When SAM offers RoI over 1,000% (yes, really)

Can Software Asset Management really deliver dramatic RoI?

My guess is that a headline such as that will raise a lot of eyebrows and sceptical muttering, but it’s recently been illustrated very clearly just how possible this is. Many organizations have IT asset operations teams that work miracles every day with tight staffing levels to keep the infrastructure running and secure. With no additional spend on ‘non-essential’ activities, the careful management and optimization of software assets can easily be overlooked. Once software is rolled out, it tends to stay there. Hard-pressed staff in purchasing may ask IT every year to confirm license maintenance requirements, and IT don’t have the time or motivation to look really hard at what is being used and what isn’t. Per PC, software costing $hundreds or $thousands per PC is left installed, when its use could be monitored by a toolset costing under $20 per annum to maintain.

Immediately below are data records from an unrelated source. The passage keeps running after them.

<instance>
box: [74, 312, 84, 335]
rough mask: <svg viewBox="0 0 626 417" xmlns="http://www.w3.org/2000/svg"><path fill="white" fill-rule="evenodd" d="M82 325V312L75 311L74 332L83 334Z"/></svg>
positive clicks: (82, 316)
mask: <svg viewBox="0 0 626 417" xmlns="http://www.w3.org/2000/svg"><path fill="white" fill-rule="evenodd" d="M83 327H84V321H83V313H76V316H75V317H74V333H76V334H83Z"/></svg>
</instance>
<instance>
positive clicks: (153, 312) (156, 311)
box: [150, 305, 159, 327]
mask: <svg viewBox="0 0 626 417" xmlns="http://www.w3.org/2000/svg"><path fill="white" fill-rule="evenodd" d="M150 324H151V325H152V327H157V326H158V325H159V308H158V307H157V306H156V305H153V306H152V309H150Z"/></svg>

IT asset management: the need for top-down support

It’s only when a top-down initiative is put in place that the alignment of licensing to genuine usage needs gets looked at.  And the findings can be amazing.  One of the commonest sources of unused and valuable software is the higher end companions to MS Office, such as Project or Visio. If someone decides one day that an organization is going to use Project as a standard platform for planning everything from an office redecoration to an overseas marketing drive then it is easy to see how it comes to be rolled out to a large number of potential users. A good deal on the license price at the time probably helped. Four years down the line, with those installs regularly taken into account in the annual assessment of fees due on the Microsoft estate, and nobody has the time to query just how many of those copies are delivering any value.

Software Asset Optmization – closing the loop with remote installs and de-installs

Running a report to discover all the  applications that have not been used in the last six weeks is great, but really there should be a rolling program of comparison of usage v licensing, leading to a rolling program of optimization, where software is – subject to licensing restrictions – moved around to reflect genuine need, to reflect changes in staffing and changes in working methods. This is not going to be practical unless the asset management team can work closely with the operations team, and is allowed to execute remote installs and de-installs. The secret to this is the sharing of a common software distribution toolset by the operations and asset management teams; the same tool should be used to roll out pre-tested patches and application updates and to de-install those unused copies of Project.

In time, removing software should become as much an everyday activity as installing it.